恐怖主义、疾病爆发以及其他自然灾害和大规模伤亡事件促使医疗保健和公共卫生系统去识别并完善灾难应对的应急准备预案。道德指导与法律和医学框架一样,日益成为灾难应对计划的常见组成部分。
系统回顾针对灾难应对所提供的道德指导的流行程度和内容,特别是围绕危机护理标准(CSCs)的内容。
我们系统检索了2012年至2016年来自PubMed、谷歌学术和科学信息研究所(ISI)网络数据库的学术文献。
我们搜索了对CSCs道德指导进行实质性讨论的同行评议文章。
研究人员筛选潜在文章,以识别和讨论CSC规划中的道德问题。我们对道德概念和原则进行了分类和编目。
在580篇提及道德与CSCs或灾难规划的同行评议文章中,38篇(6%)符合选择标准。
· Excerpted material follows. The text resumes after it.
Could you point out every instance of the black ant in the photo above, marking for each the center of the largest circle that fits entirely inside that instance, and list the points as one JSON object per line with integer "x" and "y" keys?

对2012年以来CSC道德文献的系统回顾表明,作者主要关注CSC的道德依据(n = 20)以及实施CSCs的道德准则需求;分诊的道德依据(n = 19),包括使用哪些标准以及采用分诊的适当流程;以及国际问题(n = 17)。除了这些重点领域,学术文献还包括对许多其他道德问题的讨论,包括护理责任(n = 11)、规划责任概念(n = 8)、功利主义(n = 5)、道德困扰(n = 4)、专业规范(n = 3)、互惠(n = 2)、分配标准(n = 4)、公平(n = 4)、研究伦理(n = 2)、资源管理责任(n = 2)、社会效用和社会价值(n = 2)以及其他一些问题(n = 20)。尽管近年来公共卫生应急准备工作越来越关注CSCs,但迄今为止,CSC计划在美国很少得到实施,尽管一些组成部分很常见(例如,分诊在美国急诊科经常使用)。相反,美国以外的国家在自然灾害或人道主义危机应对中更普遍地实施CSCs,并且可能为美国的从业者提供有关道德与灾难应对的重要见解。
本系统回顾确定了在围绕CSCs的灾难规划中最常使用和讨论的道德概念和原则。尽管存在对更细微问题(如健康公平)的讨论,但大多数实质性参与围绕灾难规划的道德讨论的文章是关于分诊以及灾难应对中为何需要道德的讨论。公共卫生影响。在过去十年中,灾难规划发生了重大演变;道德理论和框架已付诸实践。为使道德指导有用,它必须切实可行且可实施。尽管高层次、抽象的框架曾经在灾难规划中普遍存在——尤其是在大流行规划的早期——但对CSCs这一道德难题概念的担忧在学术文章中普遍存在。道德规范必须明确阐述并说明理由,并且应该从中得出实用指南。道德框架应该指导临床方案,但这要求道德分析阐明使用哪些策略来履行道德承诺并实现道德目标。此类实施问题必须在灾难发生前就充分考虑。当政府和医疗保健系统为大规模伤亡事件制定计划时,理论上合理且实际有用的道德指导能够而且应该成为一个重要基础,据此构建以道德适当方式应对灾难的实用指南。